By Stephan Roth on Monday 8 August 2022
Cross-chain bridge hacks make up 40 per cent of the largest crypto heists of all time
Cross-chain bridge hacks account for an overwhelming majority (69 per cent) of all stolen funds in crypto this year, according to Chainalysis.
Cross-chain bridges connect different blockchains to one another, acting as a super highway for investors to transfer funds between different protocols.
In the report, 13 separate hacks on cross-chain bridges are calculated to have led to £1.6bn in stolen funds this year, posting a "significant threat" to the trustworthiness of blockchain technology.
This analysis comes following, Monday's Nomad cross-chain bridge hack, which saw £165m stolen from its platform. The Nomad cross-chain connects the Ethereum, Avalanche and Moonbeam (GLMR) blockchain platforms.
The Nomad hack represents the seventh major cross-chain bridge heist this year, with other major exploits including the Wormhole and Ronin hack.
In March Axie Infinity, a blockchain gaming firm experienced a £514m hack of its Ronin side-chain, which connects its own blockchain to Ethereum's.
Four weeks prior to the Ronin heist, attackers targeting the Wormhole, a bridge that links Ethereum and Solana, got away with £265mil pounds.
Cross-chain bridges are a lucrative hunting ground for hackers since they often have a central storage point. Just like any bridge, cross-chains are weakest in their centre, where smart contracts holding a vast amount of funds remain in transit between blockchains.

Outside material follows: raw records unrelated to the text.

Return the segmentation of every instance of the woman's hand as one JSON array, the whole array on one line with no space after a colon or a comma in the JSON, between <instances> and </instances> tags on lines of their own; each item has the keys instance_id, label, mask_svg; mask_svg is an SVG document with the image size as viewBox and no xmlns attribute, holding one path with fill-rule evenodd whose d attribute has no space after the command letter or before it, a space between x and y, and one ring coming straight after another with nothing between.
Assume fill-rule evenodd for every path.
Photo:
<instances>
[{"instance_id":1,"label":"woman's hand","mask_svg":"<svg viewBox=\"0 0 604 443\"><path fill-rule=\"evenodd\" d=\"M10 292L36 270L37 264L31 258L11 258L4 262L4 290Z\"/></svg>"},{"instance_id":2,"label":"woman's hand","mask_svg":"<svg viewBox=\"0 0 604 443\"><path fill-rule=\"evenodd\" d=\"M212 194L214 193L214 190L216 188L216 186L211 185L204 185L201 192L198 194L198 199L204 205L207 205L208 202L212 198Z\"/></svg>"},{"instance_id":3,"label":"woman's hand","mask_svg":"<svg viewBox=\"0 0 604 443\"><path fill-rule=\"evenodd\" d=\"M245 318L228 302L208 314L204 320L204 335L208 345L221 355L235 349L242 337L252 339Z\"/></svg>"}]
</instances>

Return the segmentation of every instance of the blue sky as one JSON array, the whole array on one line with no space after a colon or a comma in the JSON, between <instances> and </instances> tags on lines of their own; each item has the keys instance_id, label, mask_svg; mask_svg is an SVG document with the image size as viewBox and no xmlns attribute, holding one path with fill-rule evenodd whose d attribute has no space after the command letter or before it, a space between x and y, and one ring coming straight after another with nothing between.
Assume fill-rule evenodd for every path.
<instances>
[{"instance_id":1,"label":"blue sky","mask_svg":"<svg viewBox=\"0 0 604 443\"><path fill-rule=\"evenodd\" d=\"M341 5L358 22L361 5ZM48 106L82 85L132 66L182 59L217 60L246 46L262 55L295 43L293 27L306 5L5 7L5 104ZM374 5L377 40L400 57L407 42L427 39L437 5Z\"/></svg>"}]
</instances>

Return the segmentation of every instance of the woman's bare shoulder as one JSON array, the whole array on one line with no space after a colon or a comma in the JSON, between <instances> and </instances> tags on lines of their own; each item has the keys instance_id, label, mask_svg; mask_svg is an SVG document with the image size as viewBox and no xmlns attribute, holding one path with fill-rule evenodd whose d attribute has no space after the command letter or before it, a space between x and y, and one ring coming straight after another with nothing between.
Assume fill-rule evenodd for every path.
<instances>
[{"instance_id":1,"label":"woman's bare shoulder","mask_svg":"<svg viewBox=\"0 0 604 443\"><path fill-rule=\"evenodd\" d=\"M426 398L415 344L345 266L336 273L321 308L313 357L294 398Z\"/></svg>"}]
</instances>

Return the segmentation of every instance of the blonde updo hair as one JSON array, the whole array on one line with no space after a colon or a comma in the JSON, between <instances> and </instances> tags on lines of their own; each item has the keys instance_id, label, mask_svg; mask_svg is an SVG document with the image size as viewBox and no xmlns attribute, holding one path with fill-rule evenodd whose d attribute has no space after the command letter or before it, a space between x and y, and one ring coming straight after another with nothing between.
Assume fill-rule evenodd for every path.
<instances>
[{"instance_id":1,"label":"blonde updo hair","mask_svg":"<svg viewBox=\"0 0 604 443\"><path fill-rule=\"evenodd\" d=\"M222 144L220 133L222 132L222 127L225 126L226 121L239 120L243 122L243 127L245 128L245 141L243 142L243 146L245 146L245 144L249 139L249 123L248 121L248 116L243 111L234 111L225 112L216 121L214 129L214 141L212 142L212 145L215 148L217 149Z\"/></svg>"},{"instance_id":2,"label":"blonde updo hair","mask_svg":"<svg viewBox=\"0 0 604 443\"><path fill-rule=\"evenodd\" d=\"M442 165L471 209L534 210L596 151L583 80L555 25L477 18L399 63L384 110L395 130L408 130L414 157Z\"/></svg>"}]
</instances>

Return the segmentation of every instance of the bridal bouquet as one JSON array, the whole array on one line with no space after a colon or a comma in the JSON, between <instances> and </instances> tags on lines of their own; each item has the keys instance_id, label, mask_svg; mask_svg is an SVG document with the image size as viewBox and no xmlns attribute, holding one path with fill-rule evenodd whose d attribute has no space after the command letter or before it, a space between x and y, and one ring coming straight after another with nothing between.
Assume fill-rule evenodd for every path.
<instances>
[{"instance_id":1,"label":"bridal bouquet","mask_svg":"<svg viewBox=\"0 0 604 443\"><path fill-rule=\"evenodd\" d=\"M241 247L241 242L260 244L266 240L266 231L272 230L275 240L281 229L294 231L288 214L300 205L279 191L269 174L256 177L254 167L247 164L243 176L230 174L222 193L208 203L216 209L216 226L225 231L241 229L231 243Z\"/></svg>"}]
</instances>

Worryingly, as cross-chains become so lucrative, they have become a "top target" for North Korean terrorists. Chainylsis claim, that hacks associated with the socialist nation account for £830mil of stolen funds across the crypto space.
When considering the top 10 crypto heists of all time, cross-chain hacks account for 40 per cent of the list. Only the PolyNetwork's titanic £505mil attack in August 2021 ranks higher than the Ronin side-chain hack,
Other notable hacks include the Coincheck hack of 2018 and Mt Gox in 2014, where £440mil and £390mil in crypto were stolen.
With the crypto market down over 50 per cent since its all-time high in November and the collapse of stablecoins Terra in May, regulators have become ever more vigilant of the threats posed by the crypto and DeFi industries.
Last week, the UK's Crypto and Digital Assets All Party Parliamentary Group (APPG), launched an inquiry into crypto regulation and the newly appointed chancellor of the exchequer introduced a Financial Services and Markets Bill, aimed to bring stablecoins and digital assets into the remit of UK regulators.